Neste caso? Há outros casos em que se possa utilizar _como que_ com o mesmo significado?


----------



## Carfer

Recorrendo à mesma consulta ao Google que fizeste, aqui tens alguns exemplos tirados de lá:

os franceses sentem-se *como que* sob ameaça (como se estivessem)
Mais uma referência que constitui *como que* um prémio (uma espécie de)
*Como que* um pedido (colectivo e imaterial) de desculpas! (como se fosse)

Atenção, porém, que vais encontrar muitas perguntas do género *'Como que* eu faço para...?'. Aí, claro, é como se estivesse dito 'Como faço para...?' Esse *'Como que' *interrogativo quase não se usa em Portugal. Deste lado do Atlântco nós dizemos : 'Como *é* que ...'


----------



## Outsider

"Forming a single word, of sorts."
"As if forming a single word."
"As if merging into a single word."


----------



## gvergara

Carfer said:


> Atenção, porém, que vais encontrar muitas perguntas do género *'Como que* eu faço para...?'. Aí, claro, é como se estivesse dito 'Como faço para...?' Esse *'Como que' *interrogativo quase não se usa em Portugal. Deste lado do Atlântco nós dizemos : 'Como *é* que ...'


 Gracias. Essa elipsis de é também aplicável a as(me desculpem, nao tenho acento grave) outras palavras interrogativas? (_Onde que nasciste? // Quando que viras?)_

Gonzalo


----------



## Carfer

gvergara said:


> Gracias. Essa elipsis de é também aplicável a as(me desculpem, nao tenho acento grave) outras palavras interrogativas? (_Onde que nasciste? // Quando que viras?)_
> 
> Gonzalo


 
Em Portugal não.


----------



## gvergara

Carfer said:


> Em Portugal não.


 Gracias. E no Brasil?


----------



## Carfer

Desculpem, referia-me a esta pergunta do Gonzalo



gvergara said:


> Gracias. Essa elips*e*  é também aplicável  às outras palavras interrogativas? (_Onde que nasc*e*ste? // Quando que virás?)_
> 
> Gonzalo


----------



## gvergara

Carfer said:


> Desculpem, referia-me a esta pergunta do Gonzalo


 Gracias pelas correcoes.




Outsider said:


> De acordo. As vogais nem precisam de ser iguais. Crase é a fusão da última vogal de uma palavra com a primeira vogal da palavra seguinte. Em português, há meia dúzia de palavras em que a crase se representa graficamente com acento grave na letra "a".
> 
> Mas estamos a afastar-nos do assunto...

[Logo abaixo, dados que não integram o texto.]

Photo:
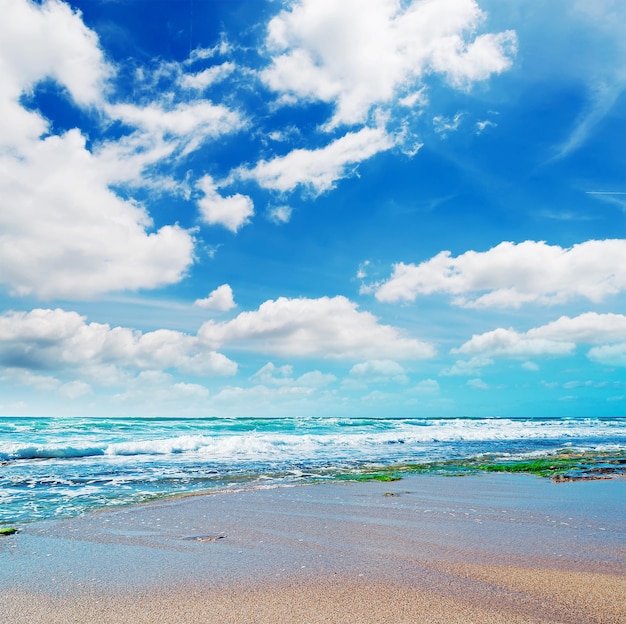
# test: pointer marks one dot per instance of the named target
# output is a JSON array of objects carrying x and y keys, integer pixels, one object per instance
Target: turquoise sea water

 Sim! Volto a perguntar ... Pode se omitir o é com outras palavras interrogativas no portugues brasileiro???? (_Donde que nasceste? // Quando que virás?_)


----------



## Ricardo Tavares

gvergara said:


> Sim! Volto a perguntar ... Pode se omitir o é com outras palavras interrogativas no portugues brasileiro???? (_Donde que nasceste? // Quando que virás?_)



Tenho entendido que sim.


----------



## gvergara

Ricardo Tavares said:


> Tenho entendido que sim.


Muitas gracias, Ricardo.


----------



## Outsider

Não, Ricardo, em Portugal não falamos assim. 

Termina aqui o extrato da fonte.